(AFP, RIYADH) - Oil Minister Ali al-Nuaimi on Wednesday announced the discovery of a new gas field in an area of eastern Saudi Arabia where exploration work started in April.
"According to initial estimates, the output capacity of this field is 17 million cubic feet (481,000 cubic metres) of gas and 2,500 barrels of condensate a day," he said, quoted by the official news agency SPA.
In the latest of several such finds, Nuaimi said the state company Saudi Aramco discovered the new field, named Al-Ghazal 1, some 100 kilometres (60 miles) to the west of the giant Al-Ghawar field.
Saudi Arabia, which sits on top of the world's biggest oil reserves, has estimated gas reserves of six trillion cubic metres (210 trillion cubic feet).

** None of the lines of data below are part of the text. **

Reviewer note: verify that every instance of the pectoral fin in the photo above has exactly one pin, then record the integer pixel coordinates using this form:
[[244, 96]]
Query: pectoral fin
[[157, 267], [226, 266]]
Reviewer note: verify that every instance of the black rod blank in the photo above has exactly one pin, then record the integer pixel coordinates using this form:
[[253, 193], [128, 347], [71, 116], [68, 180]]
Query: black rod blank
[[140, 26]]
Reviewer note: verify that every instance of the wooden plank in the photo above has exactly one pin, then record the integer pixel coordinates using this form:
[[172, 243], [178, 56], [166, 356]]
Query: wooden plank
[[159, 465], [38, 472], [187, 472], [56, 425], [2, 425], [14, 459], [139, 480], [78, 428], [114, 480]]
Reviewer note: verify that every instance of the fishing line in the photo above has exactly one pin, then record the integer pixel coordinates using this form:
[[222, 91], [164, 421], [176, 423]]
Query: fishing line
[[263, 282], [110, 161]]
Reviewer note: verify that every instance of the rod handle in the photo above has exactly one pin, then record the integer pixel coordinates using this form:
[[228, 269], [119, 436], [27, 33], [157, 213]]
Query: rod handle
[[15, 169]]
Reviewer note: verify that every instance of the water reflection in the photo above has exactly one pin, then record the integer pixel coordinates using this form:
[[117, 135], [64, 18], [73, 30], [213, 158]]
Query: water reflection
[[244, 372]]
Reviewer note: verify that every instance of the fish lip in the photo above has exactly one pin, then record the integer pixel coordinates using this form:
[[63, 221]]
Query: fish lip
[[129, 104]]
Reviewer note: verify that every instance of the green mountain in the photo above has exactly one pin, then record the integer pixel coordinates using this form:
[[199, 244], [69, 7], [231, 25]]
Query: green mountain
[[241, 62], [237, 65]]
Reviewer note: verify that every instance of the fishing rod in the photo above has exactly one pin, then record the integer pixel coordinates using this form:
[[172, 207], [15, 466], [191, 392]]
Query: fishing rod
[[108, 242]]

Planning to switch to gas-powered electricity generation and desalination as part of an industrialisation drive, the Gulf Arab state has invited international oil companies to invest in its upstream gas sector.
Eight US companies -- MobilExxon, Chevron, Texaco, Conoco, Phillips, Enron, Occidental (Oxy) and Marathon -- and Europe's BP Amoco, ENI, Royal Dutch Shell, TotalFinaElf took part in talks with a Saudi negotiating committee in May.